Он вздохнул. Хотелось бы, чтобы это был не вздох облегчения. Но, как заметила Хелена, это ничего не меняло – никто не способен затащить этого мужчину к алтарю. Анджела решила осторожно прощупать почву.
– Хелена сказала, что не будет рассказывать, потому что не видит в этом смысла, – выпалила Анджела на одном дыхании.
– Понятно, – сказал он и замолчал.
Анджела мысленно досчитала до тридцати, ожидая продолжения.
– И это все, что ты можешь сказать? – спросила она.
– В общем, да. Правда, я считаю, что это ее не касается.
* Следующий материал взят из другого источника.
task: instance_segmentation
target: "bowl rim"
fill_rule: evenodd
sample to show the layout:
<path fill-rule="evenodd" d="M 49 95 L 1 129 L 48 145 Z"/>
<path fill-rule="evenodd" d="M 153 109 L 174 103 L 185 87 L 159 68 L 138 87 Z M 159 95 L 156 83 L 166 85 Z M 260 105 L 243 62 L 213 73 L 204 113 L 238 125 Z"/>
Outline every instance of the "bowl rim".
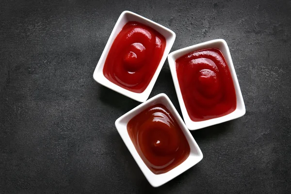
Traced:
<path fill-rule="evenodd" d="M 237 97 L 237 107 L 235 111 L 221 117 L 214 118 L 205 121 L 192 121 L 188 113 L 184 100 L 182 97 L 182 94 L 180 89 L 176 71 L 176 60 L 181 56 L 189 53 L 203 49 L 217 48 L 217 46 L 214 47 L 213 45 L 220 45 L 221 48 L 220 49 L 223 53 L 226 61 L 226 65 L 228 66 L 229 71 L 231 74 L 231 77 L 233 81 L 235 90 Z M 203 42 L 201 43 L 194 45 L 189 47 L 179 49 L 172 52 L 168 55 L 168 61 L 169 66 L 171 71 L 172 78 L 174 83 L 175 90 L 179 101 L 179 104 L 181 108 L 182 114 L 185 121 L 186 125 L 190 130 L 196 130 L 209 127 L 214 125 L 223 123 L 233 120 L 244 115 L 245 113 L 245 106 L 242 98 L 242 95 L 240 87 L 239 81 L 237 79 L 237 75 L 235 72 L 229 49 L 226 41 L 222 39 L 218 39 L 210 40 L 209 41 Z"/>
<path fill-rule="evenodd" d="M 131 17 L 135 19 L 129 20 L 127 19 L 128 17 Z M 150 82 L 145 91 L 141 93 L 130 91 L 113 83 L 105 78 L 103 74 L 104 64 L 109 50 L 110 49 L 115 38 L 124 26 L 124 24 L 122 24 L 122 23 L 124 22 L 124 21 L 126 21 L 127 22 L 129 21 L 134 21 L 135 20 L 137 20 L 139 22 L 147 26 L 149 26 L 154 30 L 159 31 L 159 32 L 164 37 L 165 37 L 165 34 L 166 33 L 168 34 L 167 38 L 165 37 L 165 38 L 166 39 L 166 47 L 155 74 L 153 76 Z M 161 33 L 161 32 L 163 32 L 163 33 Z M 93 73 L 93 79 L 99 84 L 125 96 L 140 102 L 145 101 L 148 98 L 154 85 L 157 81 L 157 79 L 162 70 L 162 68 L 167 59 L 167 55 L 173 47 L 173 45 L 174 44 L 176 39 L 176 33 L 173 31 L 166 27 L 133 12 L 129 11 L 124 11 L 118 17 L 118 19 L 111 32 L 110 36 L 108 38 L 106 45 L 102 51 L 96 67 L 95 68 L 94 72 Z"/>
<path fill-rule="evenodd" d="M 159 100 L 161 100 L 162 102 L 157 102 L 157 101 L 159 102 Z M 155 102 L 156 103 L 155 103 Z M 171 110 L 169 110 L 176 119 L 176 121 L 179 124 L 189 144 L 189 146 L 190 146 L 190 154 L 187 159 L 173 169 L 165 173 L 156 175 L 146 166 L 138 153 L 129 136 L 126 126 L 128 122 L 140 112 L 152 105 L 160 103 L 162 103 L 165 106 L 168 105 L 171 107 L 171 109 L 169 109 Z M 141 170 L 149 183 L 154 187 L 161 186 L 172 180 L 197 164 L 203 158 L 203 155 L 199 146 L 186 126 L 186 125 L 175 108 L 175 106 L 168 96 L 165 94 L 162 93 L 156 95 L 129 111 L 118 118 L 116 120 L 115 125 L 121 138 L 141 169 Z"/>

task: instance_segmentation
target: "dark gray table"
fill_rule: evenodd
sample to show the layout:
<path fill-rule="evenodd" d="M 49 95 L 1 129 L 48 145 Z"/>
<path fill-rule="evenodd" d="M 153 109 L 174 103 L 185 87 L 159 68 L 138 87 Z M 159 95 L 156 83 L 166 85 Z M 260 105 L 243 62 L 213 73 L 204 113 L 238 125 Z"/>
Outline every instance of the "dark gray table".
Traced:
<path fill-rule="evenodd" d="M 290 0 L 2 0 L 0 194 L 291 193 Z M 139 103 L 93 73 L 119 15 L 173 30 L 172 50 L 229 47 L 246 108 L 191 132 L 204 158 L 152 188 L 114 127 Z M 167 62 L 150 97 L 180 113 Z"/>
Надеюсь, ты ей сказала об этом.
– Нет, не сказала.
– Кстати, я в любом случае собирался поговорить с аббатисой сегодня, – к удивлению Анджелы, произнес Филипп.
– Ты собираешься рассказать ей о нас?
– Нет, об этом я не собирался с ней говорить.
– Это из-за того… – начала Анджела и осеклась, «Из-за того, что он не хочет, чтобы его вынуждали жениться».
– Я не хочу ей ничего рассказывать, потому что она поручит приносить мне еду другой девушке, а мне нравишься ты.

 

– Входите, – отозвалась леди Кэтрин, когда он постучал в дверь. Филипп вошел, слегка прихрамывая после вчерашней напряженной ночи. Она сделала ему знак, и он сел на стул возле ее стола. Комната была обставлена более чем скромно: стол, два стула и на стене, позади стола, книжная полка с книгами.
Но что касается самой аббатисы, то Филипп легко мог себе представить ее в роли светской дамы – это чувствовалось по тому, как она держалась.
– Доброе утро, лорд Хантли. Как вы себя чувствуете сегодня?
– Прекрасно, спасибо. А вы?
Она вздохнула и слегка улыбнулась:
– Бывали времена и получше. Лорд Радерфорд предложил средства, чтобы заменить крышу. Это очень щедро с его стороны, и, признаюсь, большое облегчение для меня.
– Я понимаю. Леди Кэтрин, в связи с этим я хотел кое-что с вами обсудить. Мы оба знаем, что я не могу оставаться здесь до бесконечности. И к тому же у меня нет денег.
Филипп был удивлен, как легко ему давались слова. В его кругах не принято было признаваться в том, что у тебя нет денег.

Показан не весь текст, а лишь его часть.